Vio entonces el cielo, que, aunque cubierto de nubes, le pareció muy bonito. Las nubes, algodonosas, desgarradas o compactas, tenían, porque empezaba a atardecer, colores diferentes y, sobre todo, adoptaban formas muy caprichosas. Estuvo un buen rato contemplando el panorama celeste, y, echando a volar la imaginación, no tardó en encontrar innumerables ocasiones en lo que veía para disfrutar.
Cuando la llamaron para la cena, estaba algo mareada, pero contenta.
-De ahora en adelante, cuando algo no me guste, lo miraré del revés -anunció a sus padres.
No perdió esa costumbre. Con los años, adquirió incluso la facultad de no necesitar ponerse boca abajo. Podía imaginar que se encontraba exactamente donde quería estar, sin más que cerrar los ojos.

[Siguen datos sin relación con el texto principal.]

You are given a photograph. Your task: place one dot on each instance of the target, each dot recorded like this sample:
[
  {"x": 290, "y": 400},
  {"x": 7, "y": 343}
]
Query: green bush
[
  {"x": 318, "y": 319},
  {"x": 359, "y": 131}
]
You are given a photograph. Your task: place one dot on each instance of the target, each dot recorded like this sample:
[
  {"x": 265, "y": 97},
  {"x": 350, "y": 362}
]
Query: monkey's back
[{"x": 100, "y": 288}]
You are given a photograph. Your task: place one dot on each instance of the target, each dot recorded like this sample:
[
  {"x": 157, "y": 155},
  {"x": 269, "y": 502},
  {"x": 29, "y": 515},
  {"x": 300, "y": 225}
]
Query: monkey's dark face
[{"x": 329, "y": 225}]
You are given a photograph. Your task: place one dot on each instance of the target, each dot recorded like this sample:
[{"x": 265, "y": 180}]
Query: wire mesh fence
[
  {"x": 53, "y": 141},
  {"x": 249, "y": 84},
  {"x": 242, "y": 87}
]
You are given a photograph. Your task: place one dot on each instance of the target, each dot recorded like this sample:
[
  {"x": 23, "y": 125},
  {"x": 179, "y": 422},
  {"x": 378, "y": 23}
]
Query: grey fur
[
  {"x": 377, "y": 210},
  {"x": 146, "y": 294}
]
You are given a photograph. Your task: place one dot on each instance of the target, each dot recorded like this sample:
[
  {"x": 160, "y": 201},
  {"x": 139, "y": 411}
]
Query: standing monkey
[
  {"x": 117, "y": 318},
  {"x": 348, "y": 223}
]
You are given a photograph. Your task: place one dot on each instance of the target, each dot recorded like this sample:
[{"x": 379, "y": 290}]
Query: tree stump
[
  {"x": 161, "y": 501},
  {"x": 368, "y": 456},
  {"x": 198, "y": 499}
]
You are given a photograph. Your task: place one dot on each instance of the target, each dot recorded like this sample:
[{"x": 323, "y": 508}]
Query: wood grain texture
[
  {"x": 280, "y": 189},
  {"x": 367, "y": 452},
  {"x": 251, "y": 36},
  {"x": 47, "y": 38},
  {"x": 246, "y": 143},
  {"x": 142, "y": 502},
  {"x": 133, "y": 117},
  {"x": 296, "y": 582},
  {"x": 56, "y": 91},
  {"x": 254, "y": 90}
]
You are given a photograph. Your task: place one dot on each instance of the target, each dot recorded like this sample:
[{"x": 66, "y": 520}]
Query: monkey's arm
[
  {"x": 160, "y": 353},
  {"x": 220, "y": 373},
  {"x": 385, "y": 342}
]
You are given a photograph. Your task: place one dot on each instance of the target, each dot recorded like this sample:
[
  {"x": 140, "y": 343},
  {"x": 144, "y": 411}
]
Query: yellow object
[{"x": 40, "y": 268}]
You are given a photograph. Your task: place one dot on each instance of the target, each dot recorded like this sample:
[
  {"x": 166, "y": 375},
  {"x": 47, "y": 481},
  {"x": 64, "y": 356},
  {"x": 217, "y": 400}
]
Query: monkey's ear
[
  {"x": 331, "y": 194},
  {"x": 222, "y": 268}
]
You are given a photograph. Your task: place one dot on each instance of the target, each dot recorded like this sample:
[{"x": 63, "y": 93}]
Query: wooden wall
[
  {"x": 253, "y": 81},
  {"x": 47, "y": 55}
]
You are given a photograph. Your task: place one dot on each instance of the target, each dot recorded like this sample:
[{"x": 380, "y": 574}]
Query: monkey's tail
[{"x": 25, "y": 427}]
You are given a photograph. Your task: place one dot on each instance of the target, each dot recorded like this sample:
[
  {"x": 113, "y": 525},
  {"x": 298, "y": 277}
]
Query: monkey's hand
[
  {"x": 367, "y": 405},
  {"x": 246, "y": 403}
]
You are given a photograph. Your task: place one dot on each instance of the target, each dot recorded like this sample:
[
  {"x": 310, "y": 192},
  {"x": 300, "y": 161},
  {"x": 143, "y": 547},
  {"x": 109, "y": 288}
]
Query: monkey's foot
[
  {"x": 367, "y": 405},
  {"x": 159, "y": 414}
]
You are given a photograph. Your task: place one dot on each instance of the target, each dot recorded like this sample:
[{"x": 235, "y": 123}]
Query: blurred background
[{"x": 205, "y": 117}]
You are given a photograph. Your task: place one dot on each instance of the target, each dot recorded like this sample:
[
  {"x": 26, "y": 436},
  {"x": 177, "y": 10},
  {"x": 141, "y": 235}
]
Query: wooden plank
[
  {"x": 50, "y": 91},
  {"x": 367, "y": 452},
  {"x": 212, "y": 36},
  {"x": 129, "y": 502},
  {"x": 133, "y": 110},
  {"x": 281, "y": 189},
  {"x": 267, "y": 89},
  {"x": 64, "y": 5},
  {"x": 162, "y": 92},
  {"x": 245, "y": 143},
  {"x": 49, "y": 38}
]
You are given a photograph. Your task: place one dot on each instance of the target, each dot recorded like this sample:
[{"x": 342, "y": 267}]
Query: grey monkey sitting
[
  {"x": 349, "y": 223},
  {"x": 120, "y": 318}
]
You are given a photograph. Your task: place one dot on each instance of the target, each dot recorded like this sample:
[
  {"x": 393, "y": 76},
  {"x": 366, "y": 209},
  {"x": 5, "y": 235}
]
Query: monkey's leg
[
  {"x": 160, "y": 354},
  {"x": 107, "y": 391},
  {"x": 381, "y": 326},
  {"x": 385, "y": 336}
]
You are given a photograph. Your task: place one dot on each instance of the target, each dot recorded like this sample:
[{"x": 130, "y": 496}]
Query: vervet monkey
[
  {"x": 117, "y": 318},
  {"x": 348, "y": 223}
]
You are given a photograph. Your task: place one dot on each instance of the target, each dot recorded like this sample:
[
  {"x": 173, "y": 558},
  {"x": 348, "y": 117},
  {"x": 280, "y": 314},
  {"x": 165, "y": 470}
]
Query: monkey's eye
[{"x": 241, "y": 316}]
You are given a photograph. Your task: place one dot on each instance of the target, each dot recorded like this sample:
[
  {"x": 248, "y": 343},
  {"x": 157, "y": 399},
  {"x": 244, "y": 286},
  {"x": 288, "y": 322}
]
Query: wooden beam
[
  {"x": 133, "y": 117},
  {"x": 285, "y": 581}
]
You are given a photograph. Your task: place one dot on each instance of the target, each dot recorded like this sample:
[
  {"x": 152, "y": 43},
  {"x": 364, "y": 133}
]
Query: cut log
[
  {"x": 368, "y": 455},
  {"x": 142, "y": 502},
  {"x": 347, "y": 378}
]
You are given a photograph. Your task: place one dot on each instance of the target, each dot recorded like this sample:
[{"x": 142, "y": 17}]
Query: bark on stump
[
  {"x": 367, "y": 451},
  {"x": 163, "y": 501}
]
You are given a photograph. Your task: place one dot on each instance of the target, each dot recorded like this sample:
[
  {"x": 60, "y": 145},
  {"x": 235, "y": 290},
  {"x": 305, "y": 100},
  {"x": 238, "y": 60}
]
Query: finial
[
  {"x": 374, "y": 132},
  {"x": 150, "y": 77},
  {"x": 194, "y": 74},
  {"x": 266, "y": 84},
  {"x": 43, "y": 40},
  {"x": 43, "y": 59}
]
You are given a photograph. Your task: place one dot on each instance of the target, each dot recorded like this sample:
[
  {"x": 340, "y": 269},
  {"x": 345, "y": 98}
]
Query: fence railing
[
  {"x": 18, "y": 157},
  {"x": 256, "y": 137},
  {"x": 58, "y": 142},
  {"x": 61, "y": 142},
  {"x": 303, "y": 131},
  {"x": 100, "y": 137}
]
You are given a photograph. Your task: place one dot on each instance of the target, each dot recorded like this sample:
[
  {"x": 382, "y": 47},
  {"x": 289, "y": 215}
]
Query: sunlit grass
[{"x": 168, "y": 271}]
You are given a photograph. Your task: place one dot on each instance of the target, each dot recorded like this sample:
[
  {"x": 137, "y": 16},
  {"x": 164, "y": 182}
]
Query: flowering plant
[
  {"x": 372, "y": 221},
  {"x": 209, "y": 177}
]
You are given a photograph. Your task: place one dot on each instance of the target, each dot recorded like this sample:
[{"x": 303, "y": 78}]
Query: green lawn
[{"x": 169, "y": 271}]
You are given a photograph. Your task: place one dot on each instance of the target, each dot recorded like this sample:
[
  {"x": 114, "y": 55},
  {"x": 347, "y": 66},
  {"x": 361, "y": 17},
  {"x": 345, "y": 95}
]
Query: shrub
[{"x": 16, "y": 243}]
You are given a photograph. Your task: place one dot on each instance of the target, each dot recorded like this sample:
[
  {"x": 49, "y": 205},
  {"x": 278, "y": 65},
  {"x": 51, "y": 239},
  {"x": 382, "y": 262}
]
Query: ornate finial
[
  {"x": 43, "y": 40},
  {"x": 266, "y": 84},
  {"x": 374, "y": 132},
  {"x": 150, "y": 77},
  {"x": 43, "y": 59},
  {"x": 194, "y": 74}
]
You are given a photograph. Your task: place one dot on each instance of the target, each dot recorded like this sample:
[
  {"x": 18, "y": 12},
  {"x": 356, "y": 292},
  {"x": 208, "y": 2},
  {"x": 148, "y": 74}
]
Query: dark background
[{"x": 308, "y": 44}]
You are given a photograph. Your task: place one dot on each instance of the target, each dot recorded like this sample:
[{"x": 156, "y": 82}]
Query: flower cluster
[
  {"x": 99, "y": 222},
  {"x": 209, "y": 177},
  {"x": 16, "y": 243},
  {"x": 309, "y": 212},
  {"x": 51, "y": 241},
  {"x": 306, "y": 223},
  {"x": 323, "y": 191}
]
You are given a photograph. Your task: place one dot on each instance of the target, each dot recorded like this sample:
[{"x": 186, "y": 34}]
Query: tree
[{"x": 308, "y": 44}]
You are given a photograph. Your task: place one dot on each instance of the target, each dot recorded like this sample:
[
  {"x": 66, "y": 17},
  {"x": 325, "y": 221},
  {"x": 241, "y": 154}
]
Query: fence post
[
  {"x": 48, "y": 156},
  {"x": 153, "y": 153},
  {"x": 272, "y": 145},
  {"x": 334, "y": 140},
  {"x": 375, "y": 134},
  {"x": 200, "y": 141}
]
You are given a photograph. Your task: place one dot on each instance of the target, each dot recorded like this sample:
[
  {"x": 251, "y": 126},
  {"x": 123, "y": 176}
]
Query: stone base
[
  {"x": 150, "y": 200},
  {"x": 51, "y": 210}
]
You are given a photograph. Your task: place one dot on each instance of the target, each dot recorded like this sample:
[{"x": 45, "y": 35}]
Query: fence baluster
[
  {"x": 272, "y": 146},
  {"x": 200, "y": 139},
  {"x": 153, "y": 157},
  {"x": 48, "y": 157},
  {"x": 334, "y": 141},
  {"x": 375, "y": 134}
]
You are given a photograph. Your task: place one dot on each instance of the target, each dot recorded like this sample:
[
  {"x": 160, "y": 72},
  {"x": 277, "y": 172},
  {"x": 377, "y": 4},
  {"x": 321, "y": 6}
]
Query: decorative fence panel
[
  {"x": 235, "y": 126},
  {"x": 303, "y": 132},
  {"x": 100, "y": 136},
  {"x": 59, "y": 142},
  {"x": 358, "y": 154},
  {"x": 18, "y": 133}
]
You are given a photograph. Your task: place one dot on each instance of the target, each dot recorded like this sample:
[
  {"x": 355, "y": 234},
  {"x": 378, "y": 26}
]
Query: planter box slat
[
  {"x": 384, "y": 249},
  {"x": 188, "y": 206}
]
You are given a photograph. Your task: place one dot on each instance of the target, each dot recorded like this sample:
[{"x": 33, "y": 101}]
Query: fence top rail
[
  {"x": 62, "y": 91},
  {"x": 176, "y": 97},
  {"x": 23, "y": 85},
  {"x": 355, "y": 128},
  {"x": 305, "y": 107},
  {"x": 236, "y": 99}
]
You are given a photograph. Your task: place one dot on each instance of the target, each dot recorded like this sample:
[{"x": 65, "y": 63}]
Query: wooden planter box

Pasado algún tiempo, ni siquiera le era preciso cerrar los ojos. Se abstraía, y le bastaba. Y, lo que es aún mejor, cuando alguien decía algo que no le gustaba, o pretendía convencerle de algo que no tenía pies ni cabeza, lo miraba del revés con los solos ojos de la imaginación.
Fue bastante feliz, gracias a esa facultad que, como queda expresado, consiguió desarrollar a base de repetir, una y otra vez, la manera de mirar las cosas del revés.